My reader goes on to say that the responses of his fellow forum members were unsatisfactory. His main question is: "What practical difference does a belief or non-belief in the Athanasian doctrine of the Trinity make?" My reader accepts and tries to live by the the Apostles' Creed, but doesn't understand the Athanasian Creed. As well as he might not, given the logical difficulties of the doctrine.
To answer the reader's question: no practical difference to speak of.
The underlying problem, as it seems to me, is that of the relative importance of doctrine and practice. In every religion there is both. Are they of equal importance? Or is one more important that the other? I suggest that, while both are important,
1. Practice is more important than doctrine;
2. Theological doctrines are necessary makeshifts, feeble human attempts at conceptualizing what by its very nature must remain in the main beyond the human conceptual horizon in this life;
3. Doctrinal disputes can and often do lead to acrimonious controversies that are the exact opposite of conducive unto salvation.
The two central precepts of Christianity are: Love God with your whole heart, whole soul, and whole mind, and love your neighbor as yourself. What exactly is enjoined by these two absolutely central precepts may be reasonably discussed, and ought to be. But we know more or less what they mean and require of us. And we know more or less what would be incompatible with their practical realization.

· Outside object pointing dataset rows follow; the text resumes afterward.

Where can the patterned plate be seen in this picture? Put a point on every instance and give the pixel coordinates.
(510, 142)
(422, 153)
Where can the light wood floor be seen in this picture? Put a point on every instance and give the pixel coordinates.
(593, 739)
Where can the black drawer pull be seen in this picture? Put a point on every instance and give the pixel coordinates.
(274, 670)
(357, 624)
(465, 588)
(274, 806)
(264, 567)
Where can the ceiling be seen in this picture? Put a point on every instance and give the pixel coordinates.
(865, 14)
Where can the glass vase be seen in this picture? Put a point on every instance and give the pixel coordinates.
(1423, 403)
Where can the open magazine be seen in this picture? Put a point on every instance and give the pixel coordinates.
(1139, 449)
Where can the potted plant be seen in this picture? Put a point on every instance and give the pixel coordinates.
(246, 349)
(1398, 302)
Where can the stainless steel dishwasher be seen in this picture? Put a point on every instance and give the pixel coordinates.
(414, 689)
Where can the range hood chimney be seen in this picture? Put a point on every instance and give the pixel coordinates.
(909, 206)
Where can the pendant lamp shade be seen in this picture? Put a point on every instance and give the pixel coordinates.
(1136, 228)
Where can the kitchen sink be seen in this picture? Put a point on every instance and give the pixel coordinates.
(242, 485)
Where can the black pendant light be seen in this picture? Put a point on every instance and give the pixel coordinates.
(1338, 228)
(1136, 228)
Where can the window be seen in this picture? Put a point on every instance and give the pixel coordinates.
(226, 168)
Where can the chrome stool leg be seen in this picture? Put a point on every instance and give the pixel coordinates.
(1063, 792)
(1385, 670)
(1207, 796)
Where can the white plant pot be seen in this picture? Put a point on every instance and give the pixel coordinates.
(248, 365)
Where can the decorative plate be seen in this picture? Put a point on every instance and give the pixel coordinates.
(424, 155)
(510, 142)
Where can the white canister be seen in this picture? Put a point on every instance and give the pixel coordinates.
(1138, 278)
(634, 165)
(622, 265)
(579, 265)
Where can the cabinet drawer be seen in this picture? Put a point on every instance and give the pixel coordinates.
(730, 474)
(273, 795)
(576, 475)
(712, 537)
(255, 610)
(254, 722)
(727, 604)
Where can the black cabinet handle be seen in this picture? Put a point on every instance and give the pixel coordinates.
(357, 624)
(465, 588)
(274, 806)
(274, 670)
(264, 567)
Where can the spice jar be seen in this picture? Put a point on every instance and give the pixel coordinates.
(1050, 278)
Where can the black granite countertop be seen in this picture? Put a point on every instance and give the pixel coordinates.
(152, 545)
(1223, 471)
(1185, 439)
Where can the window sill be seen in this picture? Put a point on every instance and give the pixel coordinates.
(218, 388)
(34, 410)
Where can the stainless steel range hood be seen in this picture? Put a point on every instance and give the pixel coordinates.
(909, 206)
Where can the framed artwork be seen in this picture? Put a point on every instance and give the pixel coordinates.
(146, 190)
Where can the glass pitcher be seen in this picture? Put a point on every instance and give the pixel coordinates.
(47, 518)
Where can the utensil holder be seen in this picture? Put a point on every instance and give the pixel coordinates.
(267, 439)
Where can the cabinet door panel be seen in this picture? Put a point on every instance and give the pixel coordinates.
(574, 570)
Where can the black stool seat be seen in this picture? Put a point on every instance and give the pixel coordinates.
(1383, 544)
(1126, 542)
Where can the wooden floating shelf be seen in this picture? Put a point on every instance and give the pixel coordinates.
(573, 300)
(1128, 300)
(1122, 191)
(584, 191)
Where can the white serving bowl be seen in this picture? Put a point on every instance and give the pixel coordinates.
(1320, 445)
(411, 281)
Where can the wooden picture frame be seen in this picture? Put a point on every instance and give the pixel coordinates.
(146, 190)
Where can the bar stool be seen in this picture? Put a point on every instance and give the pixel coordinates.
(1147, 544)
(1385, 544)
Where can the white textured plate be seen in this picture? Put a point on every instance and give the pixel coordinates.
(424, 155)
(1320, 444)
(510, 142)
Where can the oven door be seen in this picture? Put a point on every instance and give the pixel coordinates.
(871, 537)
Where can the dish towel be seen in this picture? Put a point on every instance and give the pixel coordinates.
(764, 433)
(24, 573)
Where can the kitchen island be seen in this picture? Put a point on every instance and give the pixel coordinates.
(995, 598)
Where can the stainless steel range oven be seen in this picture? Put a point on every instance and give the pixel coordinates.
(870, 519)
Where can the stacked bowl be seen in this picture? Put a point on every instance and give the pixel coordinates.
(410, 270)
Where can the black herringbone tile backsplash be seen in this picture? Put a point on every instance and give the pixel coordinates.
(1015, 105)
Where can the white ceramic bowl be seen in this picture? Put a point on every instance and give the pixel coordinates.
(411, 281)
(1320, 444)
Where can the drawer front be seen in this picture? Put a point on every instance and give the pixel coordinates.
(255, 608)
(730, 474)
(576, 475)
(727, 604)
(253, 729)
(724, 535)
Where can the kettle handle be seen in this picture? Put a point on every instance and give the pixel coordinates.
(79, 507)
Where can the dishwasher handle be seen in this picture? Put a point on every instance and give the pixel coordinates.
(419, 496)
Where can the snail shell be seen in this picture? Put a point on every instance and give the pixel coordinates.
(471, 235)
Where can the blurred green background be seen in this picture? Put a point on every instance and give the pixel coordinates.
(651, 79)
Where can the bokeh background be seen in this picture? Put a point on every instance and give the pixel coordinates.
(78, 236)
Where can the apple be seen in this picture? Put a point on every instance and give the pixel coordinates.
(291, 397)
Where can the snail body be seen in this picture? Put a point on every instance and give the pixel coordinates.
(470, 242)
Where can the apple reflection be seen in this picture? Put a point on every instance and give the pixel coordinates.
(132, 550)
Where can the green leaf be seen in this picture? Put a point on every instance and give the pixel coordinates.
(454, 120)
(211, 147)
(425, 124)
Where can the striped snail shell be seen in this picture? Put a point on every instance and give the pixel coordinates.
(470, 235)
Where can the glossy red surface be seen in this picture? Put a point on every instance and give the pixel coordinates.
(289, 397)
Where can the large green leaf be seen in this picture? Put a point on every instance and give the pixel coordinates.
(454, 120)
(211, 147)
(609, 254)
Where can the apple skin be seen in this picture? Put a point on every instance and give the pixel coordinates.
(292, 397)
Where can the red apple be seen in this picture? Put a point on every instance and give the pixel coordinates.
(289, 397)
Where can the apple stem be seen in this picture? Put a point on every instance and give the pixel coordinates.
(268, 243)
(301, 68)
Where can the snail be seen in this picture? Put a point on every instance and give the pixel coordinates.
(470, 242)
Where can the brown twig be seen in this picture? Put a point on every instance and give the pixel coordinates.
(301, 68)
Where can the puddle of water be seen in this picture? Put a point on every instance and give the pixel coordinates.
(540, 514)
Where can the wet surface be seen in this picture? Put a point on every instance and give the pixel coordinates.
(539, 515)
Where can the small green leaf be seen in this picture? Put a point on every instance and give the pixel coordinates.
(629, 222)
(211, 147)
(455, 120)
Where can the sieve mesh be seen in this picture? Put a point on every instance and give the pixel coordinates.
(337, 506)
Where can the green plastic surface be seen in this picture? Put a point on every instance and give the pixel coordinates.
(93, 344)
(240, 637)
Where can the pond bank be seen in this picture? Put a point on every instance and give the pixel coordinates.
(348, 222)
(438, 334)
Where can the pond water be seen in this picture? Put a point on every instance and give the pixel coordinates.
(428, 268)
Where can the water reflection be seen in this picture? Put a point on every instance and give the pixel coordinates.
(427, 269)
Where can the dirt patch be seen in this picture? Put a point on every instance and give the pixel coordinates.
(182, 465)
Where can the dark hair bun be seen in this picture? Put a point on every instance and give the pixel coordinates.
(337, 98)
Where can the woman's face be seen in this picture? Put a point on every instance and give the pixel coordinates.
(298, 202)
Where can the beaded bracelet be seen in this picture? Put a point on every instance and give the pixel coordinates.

To love God is not to love one's ideas about God. For then one is loving, not God, but products of one's own ego. A theologian in love with his own pet formulations is arguably a high-level idolater. And analogously for the doctrinal formulations of one's church or sect.
And it would seem that bitter, rationally unresolvable dispute about exceedingly abstruse questions is not at all conducive to love of neighbor, and is in fact in many cases incompatible with such love. Consider some such theological nicety as the filioque clause. The question is whether the Holy Ghost proceeds from the Father and the Son -- filioque means 'and the Son' -- or from the Father directly. Quite apart from the question of what practical difference this could make in the life of a believer, does the question have a sense clear enough to permit a rational solution?
The Athanasian Creed, quite unlike the Apostles' Creed, makes subscription to verbally precise Trinitarian and Christological doctrines a necessary condition of salvation. Their verbal precision, however, has not prevented centuries of debate as to their exact meaning and coherence. To hurl an anathema at anyone who fails to accept them on pain of damnation strikes me as nothing more than an expression of the human-all-too-human need for doxastic security. People have a terribly strong need to be secure in their beliefs even when the beliefs in question are plainly open to serious doubt.
Mature religion, I would say, is more quest than conclusions.